Another function is also incredibly practical, namely, searching for a parking space. The car of the future will thus “know” where free parking spaces are to be found and will navigate there.
Artificial intelligence: the learning car
The presentations on the second day by Dr. Dirk Hoheisel, Bosch Managing Director, and Jen-Hsun Huang, founder and CEO of Nvidia were of course eagerly awaited. The two companies are jointly developing a central vehicle computer. This “AI car computer” – as the name suggests – is equipped with artificial intelligence. It is basically the brain that steers driverless cars through complex traffic situations.
This will allow cars of the future to not only identify the environment by means of sensors but even to interpret it. Above all, however, the car will then be able to make predictions about how other drivers will behave. It will thus, for example, detect signaling cars and slow down appropriately or drive around them. The computer will store the knowledge acquired while driving on artificial neural networks.
IoT and the future of the supply chain
Also on the second day, SupplyOn presented an innovative Industry 4.0 scenario. This time from the aerospace industry rather than the automotive industry. The topic of collaboration also plays a crucial role in the future of “aerospace supply chains”. That is why major aerospace companies already created the central platform AirSupply years ago together with SupplyOn. It covers all major supply chain management processes.
But like any system, it can still be improved and equipped with more intelligence. Companies are particularly interested in the following two questions: Will the components arrive on time from the supplier? And will they arrive in good condition? Many components after all, react sensitively to heat and humidity, which often leads to corrosion during transport. These quality problems often result in delays in delivery and thus production.
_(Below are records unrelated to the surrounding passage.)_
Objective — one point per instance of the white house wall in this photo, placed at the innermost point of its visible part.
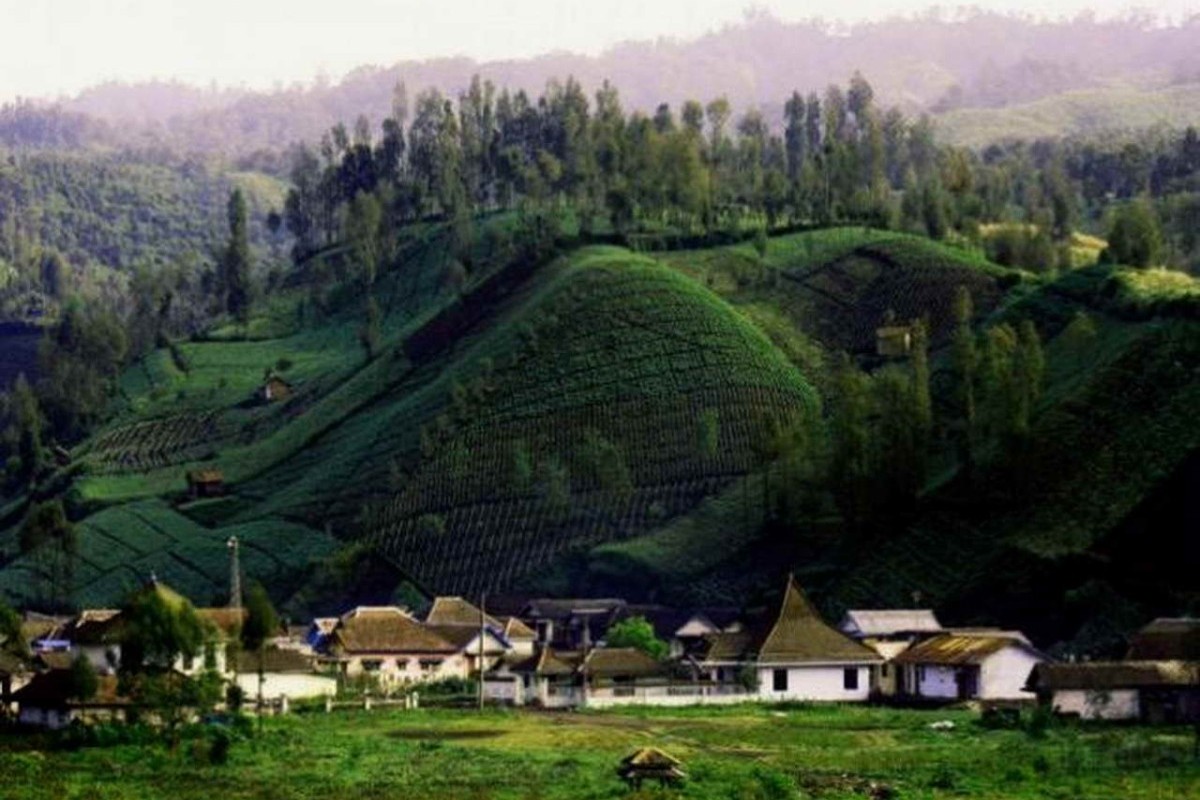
(294, 686)
(1005, 673)
(1092, 704)
(815, 684)
(407, 669)
(936, 681)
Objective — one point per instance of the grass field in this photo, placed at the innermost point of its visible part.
(748, 753)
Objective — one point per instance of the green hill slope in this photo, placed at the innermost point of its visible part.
(603, 421)
(1091, 112)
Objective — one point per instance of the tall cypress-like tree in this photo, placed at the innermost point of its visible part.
(964, 359)
(235, 272)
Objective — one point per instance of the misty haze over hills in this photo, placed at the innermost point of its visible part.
(935, 65)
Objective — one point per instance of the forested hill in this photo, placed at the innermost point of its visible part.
(931, 64)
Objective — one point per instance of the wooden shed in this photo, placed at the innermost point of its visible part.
(205, 482)
(893, 341)
(274, 389)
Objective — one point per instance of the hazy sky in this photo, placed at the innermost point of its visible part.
(54, 47)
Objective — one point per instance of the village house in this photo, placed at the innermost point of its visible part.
(889, 632)
(96, 635)
(571, 624)
(1167, 639)
(385, 643)
(1152, 691)
(546, 679)
(47, 702)
(685, 631)
(15, 673)
(1158, 681)
(792, 655)
(969, 665)
(599, 678)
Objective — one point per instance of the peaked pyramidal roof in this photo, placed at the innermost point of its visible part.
(799, 635)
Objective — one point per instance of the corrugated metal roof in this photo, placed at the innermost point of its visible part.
(958, 649)
(887, 621)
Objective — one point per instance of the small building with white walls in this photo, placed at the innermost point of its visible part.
(286, 674)
(889, 632)
(792, 656)
(1152, 691)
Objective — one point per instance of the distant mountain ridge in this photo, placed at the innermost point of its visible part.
(933, 64)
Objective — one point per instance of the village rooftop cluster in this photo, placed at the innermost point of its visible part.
(552, 653)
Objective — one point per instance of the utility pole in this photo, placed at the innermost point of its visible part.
(234, 573)
(483, 629)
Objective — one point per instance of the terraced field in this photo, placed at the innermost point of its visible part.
(598, 422)
(120, 547)
(622, 353)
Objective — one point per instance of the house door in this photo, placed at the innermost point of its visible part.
(967, 680)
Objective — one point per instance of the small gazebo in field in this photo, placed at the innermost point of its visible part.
(651, 763)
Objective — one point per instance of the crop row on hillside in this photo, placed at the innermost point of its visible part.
(625, 358)
(120, 548)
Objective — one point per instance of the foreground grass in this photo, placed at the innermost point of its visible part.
(750, 752)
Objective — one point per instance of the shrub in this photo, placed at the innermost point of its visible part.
(219, 749)
(943, 777)
(1041, 720)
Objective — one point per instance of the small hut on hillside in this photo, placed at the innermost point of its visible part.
(274, 389)
(893, 341)
(205, 483)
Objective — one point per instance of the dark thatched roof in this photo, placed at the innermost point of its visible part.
(461, 636)
(515, 630)
(275, 660)
(799, 635)
(621, 662)
(370, 630)
(11, 665)
(796, 635)
(1167, 639)
(1115, 674)
(52, 690)
(456, 611)
(94, 626)
(227, 621)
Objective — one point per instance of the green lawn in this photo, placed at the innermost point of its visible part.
(748, 752)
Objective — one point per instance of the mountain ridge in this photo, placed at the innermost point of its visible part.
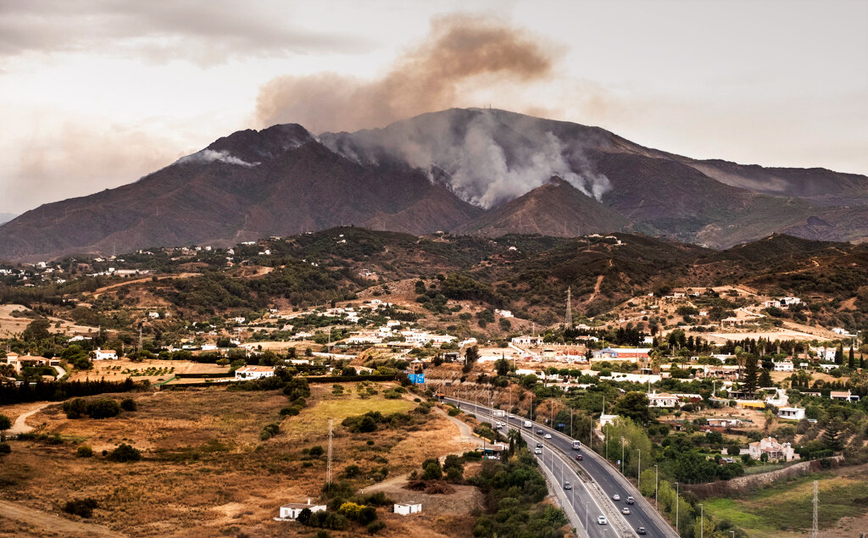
(454, 170)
The idea was then successfully implemented as an Industry 4.0 project within 90 days. The solution is based on a sensor cloud. A so-called “pairing” first takes place between the material and sensor. This allows the parts to be monitored during the entire transport route, as Christian Kastl, Industry 4.0 Manager at SupplyOn, showed in a live demo. The position and condition of the goods are displayed and analyzed in the Visibility & Analytics system in near real-time. The track-and-trace solution is thus directly integrated into business processes.
The whole world of IoT
Bosch Connected World was packed with exciting and inspiring presentations. One often would have liked to be able to become three persons in order to participate in the parallel break-out sessions. They covered an incredible range: from “Connected Agriculture” to “AI & Deep Learning” through to “Augmented Reality”. The “Connected Logistics & Supply Chain” panel discussion was of course extremely interesting for us. The presentations by Bosch, BASF, FedEx and Aethon provided many exciting ideas about where logistics is headed.
IoT Hackathon: from the idea to the product
The IoT Hackathon was a very special experience for our colleague Johannes Jilg. Together with more than 350 software, hardware and product developers, he had the opportunity to test the open tools from Bosch as well as other partners. The declared aim of this parallel event was to develop “connected” products, apps and services.
The whole thing was divided into four categories. Jilg chose the Hack Challenge in the manufacturing category. He and his team developed a predictive maintenance app. And with great success: Together with his team, he won this challenge and also reached the finals in the technical brilliance category. On top of that, the four also received an award from GE Digital for the best idea and implementation on the GE Predix platform.Our congratulations!